Docker’s HEALTHCHECK instruction tells you when a container is broken, but it does nothing about it. A PostgreSQL container that loses its WAL directory, a web app stuck in a deadlock, or a Redis instance that silently drops connections — all stay running in an unhealthy state, serving errors until you notice and restart them manually.

This is the single biggest reliability gap in standalone Docker deployments. Kubernetes and Docker Swarm handle this natively, but if you run plain Docker Compose stacks in your homelab, the responsibility falls on you.

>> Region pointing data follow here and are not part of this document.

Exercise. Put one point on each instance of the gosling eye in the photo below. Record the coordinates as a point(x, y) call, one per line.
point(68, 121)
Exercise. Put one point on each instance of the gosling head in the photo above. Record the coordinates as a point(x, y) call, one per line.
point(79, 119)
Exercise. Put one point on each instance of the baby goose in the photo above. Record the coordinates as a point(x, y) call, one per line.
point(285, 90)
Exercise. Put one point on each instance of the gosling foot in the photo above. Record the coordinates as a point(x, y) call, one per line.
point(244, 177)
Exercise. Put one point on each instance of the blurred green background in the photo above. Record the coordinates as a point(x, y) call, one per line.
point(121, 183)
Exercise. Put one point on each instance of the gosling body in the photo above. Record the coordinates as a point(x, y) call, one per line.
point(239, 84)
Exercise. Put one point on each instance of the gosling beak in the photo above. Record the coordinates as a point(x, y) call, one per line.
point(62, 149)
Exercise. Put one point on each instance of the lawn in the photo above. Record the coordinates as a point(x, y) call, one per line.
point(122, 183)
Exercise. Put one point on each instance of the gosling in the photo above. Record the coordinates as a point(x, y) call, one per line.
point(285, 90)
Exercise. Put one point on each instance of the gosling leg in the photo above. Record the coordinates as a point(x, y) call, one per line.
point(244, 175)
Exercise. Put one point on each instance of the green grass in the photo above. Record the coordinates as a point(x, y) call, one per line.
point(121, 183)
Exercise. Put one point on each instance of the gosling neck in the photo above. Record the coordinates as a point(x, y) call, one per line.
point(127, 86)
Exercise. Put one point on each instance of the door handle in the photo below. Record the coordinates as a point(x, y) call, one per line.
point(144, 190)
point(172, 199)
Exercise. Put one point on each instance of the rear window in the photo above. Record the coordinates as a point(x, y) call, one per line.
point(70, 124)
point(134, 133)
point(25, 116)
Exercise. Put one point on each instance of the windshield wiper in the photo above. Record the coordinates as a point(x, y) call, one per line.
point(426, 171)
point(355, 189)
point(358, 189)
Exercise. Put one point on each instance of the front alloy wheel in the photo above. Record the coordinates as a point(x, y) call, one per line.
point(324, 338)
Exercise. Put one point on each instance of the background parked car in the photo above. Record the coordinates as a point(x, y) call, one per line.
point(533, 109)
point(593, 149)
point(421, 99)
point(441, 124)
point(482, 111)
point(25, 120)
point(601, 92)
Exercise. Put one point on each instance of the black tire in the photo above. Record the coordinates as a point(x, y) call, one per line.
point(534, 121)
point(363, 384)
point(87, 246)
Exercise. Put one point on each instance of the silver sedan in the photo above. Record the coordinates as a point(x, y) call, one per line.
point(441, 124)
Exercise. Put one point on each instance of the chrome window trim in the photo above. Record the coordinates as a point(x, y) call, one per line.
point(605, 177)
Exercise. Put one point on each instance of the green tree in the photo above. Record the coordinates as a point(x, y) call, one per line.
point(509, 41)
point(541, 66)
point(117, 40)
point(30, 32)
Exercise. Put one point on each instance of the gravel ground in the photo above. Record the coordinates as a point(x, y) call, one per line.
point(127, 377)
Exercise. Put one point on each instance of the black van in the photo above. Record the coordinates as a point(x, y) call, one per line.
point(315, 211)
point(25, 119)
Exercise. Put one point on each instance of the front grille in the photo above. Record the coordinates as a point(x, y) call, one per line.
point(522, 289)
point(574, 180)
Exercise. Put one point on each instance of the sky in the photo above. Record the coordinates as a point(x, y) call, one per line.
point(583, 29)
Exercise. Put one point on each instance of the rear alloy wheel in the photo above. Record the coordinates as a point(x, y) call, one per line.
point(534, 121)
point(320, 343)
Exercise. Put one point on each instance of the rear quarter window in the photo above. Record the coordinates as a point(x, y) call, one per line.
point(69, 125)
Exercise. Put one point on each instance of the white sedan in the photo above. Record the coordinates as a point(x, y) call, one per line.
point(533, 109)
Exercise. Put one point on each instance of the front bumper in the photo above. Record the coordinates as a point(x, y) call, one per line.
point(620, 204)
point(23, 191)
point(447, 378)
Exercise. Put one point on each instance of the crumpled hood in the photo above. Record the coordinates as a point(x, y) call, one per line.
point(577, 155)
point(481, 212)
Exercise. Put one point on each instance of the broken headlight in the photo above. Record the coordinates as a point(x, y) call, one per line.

This guide covers every practical approach to container auto-healing: from the simplest one-line solution to custom watchdog scripts for edge cases. You will leave with a self-healing setup that requires zero manual intervention for common failure modes.


Docker HEALTHCHECK: The Foundation

Auto-healing starts with good health checks. Without them, no tool can distinguish a working container from a broken one.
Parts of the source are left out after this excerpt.